Looking back on the film, I can't help but think of the word, "crescendo." I envision Eisenstein directing/editing the film the way a maestro conducts an orchestra. This a film that builds and builds; it's very skillfully done. And sticking with the idea of music, the score perfectly matches the power of the visuals; it's no surprise that the smallest members of the Owen clan rose up against John The Terrible (sure that reference is pretty old by now, but I really enjoyed that part of your post, John).
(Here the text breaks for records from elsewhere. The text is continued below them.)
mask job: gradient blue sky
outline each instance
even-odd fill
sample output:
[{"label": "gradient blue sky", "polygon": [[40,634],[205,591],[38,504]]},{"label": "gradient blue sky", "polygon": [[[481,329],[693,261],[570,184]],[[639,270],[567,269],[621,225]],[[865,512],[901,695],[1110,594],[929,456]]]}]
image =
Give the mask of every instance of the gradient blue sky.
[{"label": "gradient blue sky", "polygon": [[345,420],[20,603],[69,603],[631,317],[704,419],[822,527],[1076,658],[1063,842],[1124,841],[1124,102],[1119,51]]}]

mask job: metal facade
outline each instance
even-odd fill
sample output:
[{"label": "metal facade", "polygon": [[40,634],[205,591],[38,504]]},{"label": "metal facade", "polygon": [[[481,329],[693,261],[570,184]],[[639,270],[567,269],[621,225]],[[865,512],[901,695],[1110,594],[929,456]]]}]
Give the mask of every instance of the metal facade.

Like Jeff, I'd have to praise Eisenstein more for his technical abilities than his storytelling abilities. In fact, I'm sure most of us would agree with John's assessment that, in cases like these, the well-crafted nature of the film does trump the meaning and message.

Tuesday, May 1, 2012

I Think I Love My Life

My original title for this review was, "The Last Temptation of Chris Rock". When the issue was published I figured that my editor changed it because it could be viewed as controversial. Now I'm starting to think it was changed/shortened for layout purposes. Either way, I'm still not happy with that title. Reading the review again, it's clear that I didn't have much of a voice as a critic. Five years later and my critical writing is still pretty dull.

I was really hoping that I mentioned Eric Rohmer in this...not that I knew of Rohmer's existence at the time I wrote the review. BUT I can recall seeing on wikipedia that I Think I Love My Wife was a remake of Chloe in the Afternoon. Who knows, maybe I did mention it and my editor took it out; I'll stick to blaming her.